Specifically, Cullen will look at how melting ice cover may affect the distribution of iron in the ocean, an element that all organisms, including algae, need to survive.

On the social side of life in the Arctic, Alana Kronstal is part of a team looking into how rapid industrial development and climate change in the North impacts residents’ health and well-being.

Growing up in Yellowknife, Kronstal witnessed first-hand the impacts of new development.

“I wondered why certain groups benefit while others do so poorly in the face of wealth and development,” she says.
After completing a BSc in health promotion, she returned to the North to work in community-based research in the Northwest Territories and Yukon.

Before beginning her master’s at UVic, Krontal began to look into how she could get involved with an IPY project.
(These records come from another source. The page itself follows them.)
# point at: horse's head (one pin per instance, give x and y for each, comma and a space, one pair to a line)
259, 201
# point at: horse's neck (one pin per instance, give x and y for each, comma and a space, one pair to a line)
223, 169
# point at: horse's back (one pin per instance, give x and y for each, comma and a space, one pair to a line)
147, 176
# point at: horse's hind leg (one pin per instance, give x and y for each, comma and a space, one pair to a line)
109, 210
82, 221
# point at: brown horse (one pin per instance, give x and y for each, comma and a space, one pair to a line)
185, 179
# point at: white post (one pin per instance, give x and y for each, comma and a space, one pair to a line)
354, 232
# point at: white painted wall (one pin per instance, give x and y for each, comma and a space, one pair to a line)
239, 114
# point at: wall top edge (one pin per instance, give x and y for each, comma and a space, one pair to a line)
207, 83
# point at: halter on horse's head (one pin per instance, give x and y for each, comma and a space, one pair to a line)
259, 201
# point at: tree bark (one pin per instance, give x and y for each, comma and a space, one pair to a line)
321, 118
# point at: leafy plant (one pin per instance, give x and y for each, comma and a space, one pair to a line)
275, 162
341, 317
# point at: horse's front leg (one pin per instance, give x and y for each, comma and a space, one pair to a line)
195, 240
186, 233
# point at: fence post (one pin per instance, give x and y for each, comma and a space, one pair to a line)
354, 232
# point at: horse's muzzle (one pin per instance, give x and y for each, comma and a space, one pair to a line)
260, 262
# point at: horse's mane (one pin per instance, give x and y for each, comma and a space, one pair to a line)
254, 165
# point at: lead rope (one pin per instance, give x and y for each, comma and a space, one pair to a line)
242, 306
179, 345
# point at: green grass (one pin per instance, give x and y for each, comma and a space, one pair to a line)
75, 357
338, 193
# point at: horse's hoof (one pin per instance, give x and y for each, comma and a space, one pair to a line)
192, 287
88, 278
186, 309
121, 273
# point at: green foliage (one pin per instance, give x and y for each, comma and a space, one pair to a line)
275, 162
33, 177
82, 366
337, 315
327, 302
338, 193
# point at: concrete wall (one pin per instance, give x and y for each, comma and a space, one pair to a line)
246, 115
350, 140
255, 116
She is now a co-investigator on a multidisciplinary project led by a Canadian-Norwegian research team studying the risks and benefits of oil and gas activity on people in the Arctic using a multiple securities perspective.

“Multiple securities means looking at human security in a broad context,” says Kronstal. “Instead of just focusing on things like national security, it takes into account various faces of security, such as human health and environmental security.”

Kronstal’s contribution to the project involves examining how changes in the Arctic are affecting front-line community health practitioners. “They are the people who are witnessing the effects of this first-hand,” says Kronstal. “They have a tremendous expertise that needs to be shared.”